The launchFuture() method may produce an error of class
FutureError in case it fails to launch the future on the
worker or the worker has terminated unexpectedly.
The launchFuture() method must not update the RNG
state.
resolved() method for the Future class
An S3 method resolved() for
MyParallelFuture that takes a Future object as
its first argument and return either TRUE or
FALSE is required. It should accept additional arguments
via ..., which are currently not used.
The method may be called zero or more times.
The method should return FALSE as long as the future is
unresolved. It may also return FALSE if it fail to
establish the state of the future within a reasonable time period
(“timeout”). It should return TRUE as soon as it can be
established that the future is resolved. After it has returned
TRUE once, any succeeding calls should return
TRUE.
If resolved() is called on a future that yet has not
been launched, it should launch the future by calling
run(). This is the only occasion when
resolved() may block. In all other cases, it should return
promptly.
The resolved() method may produce
FutureError error as created by FutureError()

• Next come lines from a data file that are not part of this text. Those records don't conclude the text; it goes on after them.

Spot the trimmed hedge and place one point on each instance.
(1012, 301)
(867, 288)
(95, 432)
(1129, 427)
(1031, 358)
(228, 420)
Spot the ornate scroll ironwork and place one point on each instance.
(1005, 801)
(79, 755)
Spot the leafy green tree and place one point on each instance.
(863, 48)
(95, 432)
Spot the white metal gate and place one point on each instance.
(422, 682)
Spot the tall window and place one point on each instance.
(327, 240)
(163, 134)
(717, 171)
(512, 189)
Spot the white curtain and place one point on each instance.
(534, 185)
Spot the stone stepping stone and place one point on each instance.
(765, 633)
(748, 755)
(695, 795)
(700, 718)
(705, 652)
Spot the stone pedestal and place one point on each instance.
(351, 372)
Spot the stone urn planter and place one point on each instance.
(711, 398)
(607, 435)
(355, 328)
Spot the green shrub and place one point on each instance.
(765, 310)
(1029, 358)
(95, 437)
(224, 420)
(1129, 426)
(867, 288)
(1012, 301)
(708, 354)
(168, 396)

in case communication with the worker has broken down or the worker has
terminated unexpectedly.
The resolved() method must not update the RNG state.
result() method for the Future class
An S3 method result() for MyParallelFuture
that takes a Future object as its first argument and return
a FutureResult object is required. It should accept
additional arguments via ..., which are currently not
used.
The method may be called zero or more times.
If result() is called on a future that yet has not been
launched, it should launch the future by calling run().
If result() is called on a future that is not yet
resolved, it should block until the future is resolved.
The value of result() should be the value from
evaluating the getExpression() expression that
run() launched.
The result() method may produce FutureError
error as created by FutureError() in case communication
with the worker has broken down or the worker has terminated
unexpectedly.
The result() method must not update the RNG state.